A ação civil popular foi apresentada pelo Grupo Fauna e Proteção aos Animais em conjunto com a Associação Protetora dos Animais de Ponta Grossa (APA-PG).
De acordo com a decisão, “a Clinicão terá um prazo de 10 dias para concluir os serviços em andamento e está proibida de realizar novos procedimentos cirúrgicos ou invasivos em animais”. Se houver violação dessa ordem, a empresa poderá ser penalizada com uma multa, cujo montante será determinado pelo Juizado.
Além disso, dentro do mesmo prazo de 10 dias, “a Prefeitura deve informar ao judiciário como procederá com os serviços, seja por meio próprio, abertura de novo processo licitatório, contratação por urgência ou retorno ao sistema anterior de credenciamento das clínicas locais”. A ação aponta falhas significativas cometidas pela Clinicão que configuram maus-tratos aos animais.
“A descrição de procedimentos cirúrgicos realizados de forma inadequada, especialmente pela falta de assepsia apropriada, a ocorrência de deiscência de sutura (pontos abertos) e a falta de acompanhamento pós-operatório, desloca o debate para além do âmbito meramente administrativo/contratual, direcionando-o para a proteção da integridade física e dignidade dos animais”, afirma um trecho da decisão judicial.
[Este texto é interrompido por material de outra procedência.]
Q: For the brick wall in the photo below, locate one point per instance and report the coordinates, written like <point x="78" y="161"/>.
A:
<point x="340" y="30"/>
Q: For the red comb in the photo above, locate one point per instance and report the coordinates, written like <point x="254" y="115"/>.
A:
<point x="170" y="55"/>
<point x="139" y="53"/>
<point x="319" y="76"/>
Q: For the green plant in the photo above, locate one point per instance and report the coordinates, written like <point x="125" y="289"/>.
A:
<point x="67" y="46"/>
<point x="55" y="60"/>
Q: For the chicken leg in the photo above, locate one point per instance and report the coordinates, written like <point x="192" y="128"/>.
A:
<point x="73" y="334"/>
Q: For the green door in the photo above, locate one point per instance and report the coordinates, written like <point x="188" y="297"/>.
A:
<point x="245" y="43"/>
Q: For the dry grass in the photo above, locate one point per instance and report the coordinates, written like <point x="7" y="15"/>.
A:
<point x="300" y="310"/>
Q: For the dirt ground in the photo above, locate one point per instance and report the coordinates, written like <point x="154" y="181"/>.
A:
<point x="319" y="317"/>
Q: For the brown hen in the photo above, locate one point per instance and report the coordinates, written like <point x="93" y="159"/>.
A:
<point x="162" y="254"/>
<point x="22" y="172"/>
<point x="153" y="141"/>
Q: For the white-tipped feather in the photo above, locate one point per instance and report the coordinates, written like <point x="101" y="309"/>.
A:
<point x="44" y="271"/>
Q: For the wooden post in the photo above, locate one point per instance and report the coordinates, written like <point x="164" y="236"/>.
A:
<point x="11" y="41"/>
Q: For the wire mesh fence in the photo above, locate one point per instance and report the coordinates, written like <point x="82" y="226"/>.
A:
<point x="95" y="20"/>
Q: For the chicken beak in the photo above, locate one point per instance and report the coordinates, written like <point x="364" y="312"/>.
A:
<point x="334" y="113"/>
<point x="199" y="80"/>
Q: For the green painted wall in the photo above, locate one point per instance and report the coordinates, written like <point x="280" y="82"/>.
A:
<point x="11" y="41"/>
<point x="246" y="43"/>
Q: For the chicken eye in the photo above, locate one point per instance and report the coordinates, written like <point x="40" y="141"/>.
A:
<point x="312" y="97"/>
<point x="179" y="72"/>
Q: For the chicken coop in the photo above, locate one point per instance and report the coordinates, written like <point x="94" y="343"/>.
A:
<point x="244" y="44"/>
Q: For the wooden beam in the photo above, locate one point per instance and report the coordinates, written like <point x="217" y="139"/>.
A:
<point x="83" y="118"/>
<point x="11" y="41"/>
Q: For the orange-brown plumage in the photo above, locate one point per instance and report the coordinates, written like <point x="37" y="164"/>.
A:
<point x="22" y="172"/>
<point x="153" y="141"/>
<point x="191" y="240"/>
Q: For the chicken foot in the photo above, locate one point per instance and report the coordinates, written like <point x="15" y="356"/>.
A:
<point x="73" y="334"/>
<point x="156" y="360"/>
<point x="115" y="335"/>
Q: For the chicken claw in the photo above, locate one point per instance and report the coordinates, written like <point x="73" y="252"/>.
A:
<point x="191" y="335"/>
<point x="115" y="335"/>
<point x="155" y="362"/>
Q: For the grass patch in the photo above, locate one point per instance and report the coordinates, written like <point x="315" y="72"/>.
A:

Abaixo estão as principais irregularidades mencionadas na decisão judicial:
Segundo o Relatório de Fiscalização nº 9 e o Boletim de Ocorrência, foram identificados como questões urgentes que requerem intervenção imediata:
graves falhas em procedimentos cirúrgicos, como a ocorrência de deiscência de sutura (pontos abertos) e a execução de processos sem seguir rigorosos protocolos de assepsia, expondo os animais a infecções e sofrimento desnecessário;
falta de suporte no pós-operatório, considerando a inexistência de monitoramento adequados após procedimentos invasivos, o que é essencial para a recuperação e sobrevivência do animal;
problemas sanitários e com insumos, com o descumprimento de especificações técnicas, como o suposto uso de vacinas que não atendem às exigências tecnológicas estipuladas nocontrato, comprometendo a imunização e a saúde pública.